Im reading a proof of the fundamental theorem of Galois theory and I'm having trouble understanding the proof of the following part:
Let $F/K$ be a finite Galois extension with $G = \operatorname{Gal}(F/K)$. Then, the function which assigns an intermediate field $E$ the group $\operatorname{Aut}(F/E)$, is a bijection of the set of intermediate fields to the subgroups of $G$, and its inverse sends each subgroup of $G$ to its fixed field.
The proof of injectivity goes as follows:
Let $E$ be an intermediate field and $H = \operatorname{Aut}(F/E)$. Then $H<G$. Let $$E' = F^H = \{a \in F: \forall\sigma\in H, \sigma(a)=a\}$$
Then $E'$ is a field and $E\subset E'\subset F$.

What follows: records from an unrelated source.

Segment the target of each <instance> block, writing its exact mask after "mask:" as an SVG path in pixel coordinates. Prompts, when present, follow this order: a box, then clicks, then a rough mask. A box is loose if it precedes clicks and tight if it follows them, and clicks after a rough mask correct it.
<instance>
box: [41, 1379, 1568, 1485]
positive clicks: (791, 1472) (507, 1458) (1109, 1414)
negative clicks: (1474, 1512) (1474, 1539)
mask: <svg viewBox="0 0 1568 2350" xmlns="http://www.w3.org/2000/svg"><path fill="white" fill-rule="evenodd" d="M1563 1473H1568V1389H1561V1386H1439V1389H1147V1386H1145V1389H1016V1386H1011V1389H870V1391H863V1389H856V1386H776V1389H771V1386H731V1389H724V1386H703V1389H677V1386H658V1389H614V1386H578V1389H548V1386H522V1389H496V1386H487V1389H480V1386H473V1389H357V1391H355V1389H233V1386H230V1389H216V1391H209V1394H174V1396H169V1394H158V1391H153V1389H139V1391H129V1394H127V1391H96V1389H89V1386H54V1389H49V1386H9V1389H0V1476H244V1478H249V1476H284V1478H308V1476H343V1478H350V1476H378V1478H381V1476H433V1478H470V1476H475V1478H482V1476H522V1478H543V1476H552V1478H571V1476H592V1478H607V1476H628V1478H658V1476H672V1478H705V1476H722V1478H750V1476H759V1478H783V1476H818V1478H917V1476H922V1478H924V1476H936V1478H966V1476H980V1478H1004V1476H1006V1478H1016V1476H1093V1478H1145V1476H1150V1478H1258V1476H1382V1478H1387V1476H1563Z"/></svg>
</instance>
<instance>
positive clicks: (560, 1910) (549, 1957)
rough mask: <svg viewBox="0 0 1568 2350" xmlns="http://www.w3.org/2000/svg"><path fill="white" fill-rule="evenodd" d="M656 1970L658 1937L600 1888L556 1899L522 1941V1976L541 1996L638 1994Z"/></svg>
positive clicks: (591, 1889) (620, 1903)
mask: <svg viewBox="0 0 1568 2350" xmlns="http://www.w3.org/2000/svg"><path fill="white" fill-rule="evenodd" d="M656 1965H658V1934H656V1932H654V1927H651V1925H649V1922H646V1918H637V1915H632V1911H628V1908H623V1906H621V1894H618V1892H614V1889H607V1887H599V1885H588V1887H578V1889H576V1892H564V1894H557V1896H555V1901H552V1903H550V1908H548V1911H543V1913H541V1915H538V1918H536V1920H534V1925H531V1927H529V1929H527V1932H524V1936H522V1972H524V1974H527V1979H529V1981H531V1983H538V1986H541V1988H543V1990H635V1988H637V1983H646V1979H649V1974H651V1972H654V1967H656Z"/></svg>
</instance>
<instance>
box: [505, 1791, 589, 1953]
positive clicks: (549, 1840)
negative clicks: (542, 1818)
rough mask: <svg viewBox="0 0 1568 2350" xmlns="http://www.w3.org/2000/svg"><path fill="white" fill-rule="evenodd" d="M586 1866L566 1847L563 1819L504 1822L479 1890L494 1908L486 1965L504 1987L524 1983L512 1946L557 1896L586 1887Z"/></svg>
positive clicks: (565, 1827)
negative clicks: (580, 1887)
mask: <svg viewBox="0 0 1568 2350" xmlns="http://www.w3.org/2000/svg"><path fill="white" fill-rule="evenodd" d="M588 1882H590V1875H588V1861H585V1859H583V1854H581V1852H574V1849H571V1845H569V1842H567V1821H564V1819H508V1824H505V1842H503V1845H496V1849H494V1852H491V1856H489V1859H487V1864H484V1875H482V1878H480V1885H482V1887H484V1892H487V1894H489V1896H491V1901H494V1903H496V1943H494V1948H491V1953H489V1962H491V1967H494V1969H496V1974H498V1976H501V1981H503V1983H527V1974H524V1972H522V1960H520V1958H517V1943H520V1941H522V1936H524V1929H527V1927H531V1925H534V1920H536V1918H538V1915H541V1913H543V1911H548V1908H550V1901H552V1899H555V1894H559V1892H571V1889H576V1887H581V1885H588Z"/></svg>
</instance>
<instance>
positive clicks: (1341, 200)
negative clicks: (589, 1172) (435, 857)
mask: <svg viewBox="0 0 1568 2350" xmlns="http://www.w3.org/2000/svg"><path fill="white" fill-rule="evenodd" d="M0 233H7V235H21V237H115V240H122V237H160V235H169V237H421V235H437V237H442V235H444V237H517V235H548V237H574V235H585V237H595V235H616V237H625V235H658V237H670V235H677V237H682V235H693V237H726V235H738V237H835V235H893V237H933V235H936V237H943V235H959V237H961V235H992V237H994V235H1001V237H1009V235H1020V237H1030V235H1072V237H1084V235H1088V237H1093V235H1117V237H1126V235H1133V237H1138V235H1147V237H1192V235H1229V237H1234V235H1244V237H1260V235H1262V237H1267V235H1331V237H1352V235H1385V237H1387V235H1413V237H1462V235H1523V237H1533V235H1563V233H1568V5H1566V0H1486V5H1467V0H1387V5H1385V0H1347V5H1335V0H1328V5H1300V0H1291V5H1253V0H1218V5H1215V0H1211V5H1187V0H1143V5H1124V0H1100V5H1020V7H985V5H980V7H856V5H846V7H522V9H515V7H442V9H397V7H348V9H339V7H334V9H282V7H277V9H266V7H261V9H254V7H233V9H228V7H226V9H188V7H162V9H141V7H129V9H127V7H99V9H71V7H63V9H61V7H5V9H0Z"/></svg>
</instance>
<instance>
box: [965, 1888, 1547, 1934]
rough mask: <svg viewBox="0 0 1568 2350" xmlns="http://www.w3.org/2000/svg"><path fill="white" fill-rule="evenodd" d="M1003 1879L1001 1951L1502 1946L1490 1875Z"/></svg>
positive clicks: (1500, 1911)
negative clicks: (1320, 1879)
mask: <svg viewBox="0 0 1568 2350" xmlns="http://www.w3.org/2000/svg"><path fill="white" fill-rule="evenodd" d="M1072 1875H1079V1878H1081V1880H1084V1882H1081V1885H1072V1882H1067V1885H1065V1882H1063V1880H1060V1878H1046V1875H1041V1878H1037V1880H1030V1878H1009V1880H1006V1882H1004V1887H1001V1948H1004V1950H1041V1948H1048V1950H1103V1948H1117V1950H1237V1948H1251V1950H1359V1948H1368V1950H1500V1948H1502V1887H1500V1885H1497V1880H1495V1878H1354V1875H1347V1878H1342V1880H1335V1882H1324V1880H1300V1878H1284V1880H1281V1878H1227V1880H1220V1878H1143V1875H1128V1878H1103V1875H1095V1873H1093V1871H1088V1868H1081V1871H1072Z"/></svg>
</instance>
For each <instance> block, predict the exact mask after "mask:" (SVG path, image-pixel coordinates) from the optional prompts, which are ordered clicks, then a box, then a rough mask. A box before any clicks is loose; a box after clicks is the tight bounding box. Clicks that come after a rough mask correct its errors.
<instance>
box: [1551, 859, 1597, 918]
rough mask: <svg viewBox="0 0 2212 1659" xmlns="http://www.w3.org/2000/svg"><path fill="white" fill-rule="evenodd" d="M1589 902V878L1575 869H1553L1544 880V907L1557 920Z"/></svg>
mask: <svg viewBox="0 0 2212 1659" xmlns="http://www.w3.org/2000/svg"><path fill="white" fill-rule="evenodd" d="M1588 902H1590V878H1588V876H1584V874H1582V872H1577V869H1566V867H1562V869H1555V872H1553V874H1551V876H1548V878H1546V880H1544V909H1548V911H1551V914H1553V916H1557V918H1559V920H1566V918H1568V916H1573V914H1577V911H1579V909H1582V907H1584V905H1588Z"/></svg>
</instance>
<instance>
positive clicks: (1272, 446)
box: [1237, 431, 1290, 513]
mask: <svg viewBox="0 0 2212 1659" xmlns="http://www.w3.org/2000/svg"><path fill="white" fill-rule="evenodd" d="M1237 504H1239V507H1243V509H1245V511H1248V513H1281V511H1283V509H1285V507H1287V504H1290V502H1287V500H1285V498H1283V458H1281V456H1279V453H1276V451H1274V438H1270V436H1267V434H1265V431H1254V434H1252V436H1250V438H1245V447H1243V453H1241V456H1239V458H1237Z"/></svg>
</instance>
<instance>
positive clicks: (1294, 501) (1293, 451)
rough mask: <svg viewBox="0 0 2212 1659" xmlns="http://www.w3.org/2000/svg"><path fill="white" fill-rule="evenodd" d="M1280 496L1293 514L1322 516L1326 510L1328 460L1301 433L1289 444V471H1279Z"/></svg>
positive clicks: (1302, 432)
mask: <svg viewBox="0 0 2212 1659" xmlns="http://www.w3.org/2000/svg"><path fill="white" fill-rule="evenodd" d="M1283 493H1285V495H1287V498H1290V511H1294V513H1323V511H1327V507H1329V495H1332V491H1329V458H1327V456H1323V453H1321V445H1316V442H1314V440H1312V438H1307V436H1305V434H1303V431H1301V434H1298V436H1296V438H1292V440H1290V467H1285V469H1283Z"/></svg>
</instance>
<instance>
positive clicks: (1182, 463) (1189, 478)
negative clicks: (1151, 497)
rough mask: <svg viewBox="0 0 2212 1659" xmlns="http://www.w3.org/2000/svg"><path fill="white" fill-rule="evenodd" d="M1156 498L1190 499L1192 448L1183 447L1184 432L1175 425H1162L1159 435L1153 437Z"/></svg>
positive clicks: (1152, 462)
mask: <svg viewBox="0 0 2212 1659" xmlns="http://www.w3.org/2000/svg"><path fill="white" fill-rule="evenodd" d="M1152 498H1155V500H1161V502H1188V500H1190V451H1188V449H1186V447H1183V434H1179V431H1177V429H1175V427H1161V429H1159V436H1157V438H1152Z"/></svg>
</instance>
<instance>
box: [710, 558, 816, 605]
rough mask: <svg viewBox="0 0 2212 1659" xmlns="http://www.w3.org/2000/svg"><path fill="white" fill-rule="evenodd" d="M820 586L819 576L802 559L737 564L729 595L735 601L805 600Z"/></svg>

$[E':E]_s = 1$ because if $\psi \colon E' \to \overline{E} = \overline{k}$ is a morphism that is the identity when restricted to $E$, $\psi$ extends to an element in $\operatorname{Aut}(F/E)$, that fixes the elements of $E'$; and so is unique.
In case the notation is weird, $[E':E]_s$ is the number of morphisms $\psi \colon E' \to \overline{E}$ such that they are the identity when restricted to $E$.
I can't understand why is the extension of $\psi$ uniquely determined. Also for context, a Galois extension in this course is one that is separable and normal.
Let $\sigma:F\to F$ be an automorphism that extends $\psi$. Then $\sigma\in H$, so by definition of $E'$, every element of $E'$ is fixed by $\sigma$. So the restriction of $\sigma$ to $E'$, which is just $\psi$, must be the identity map.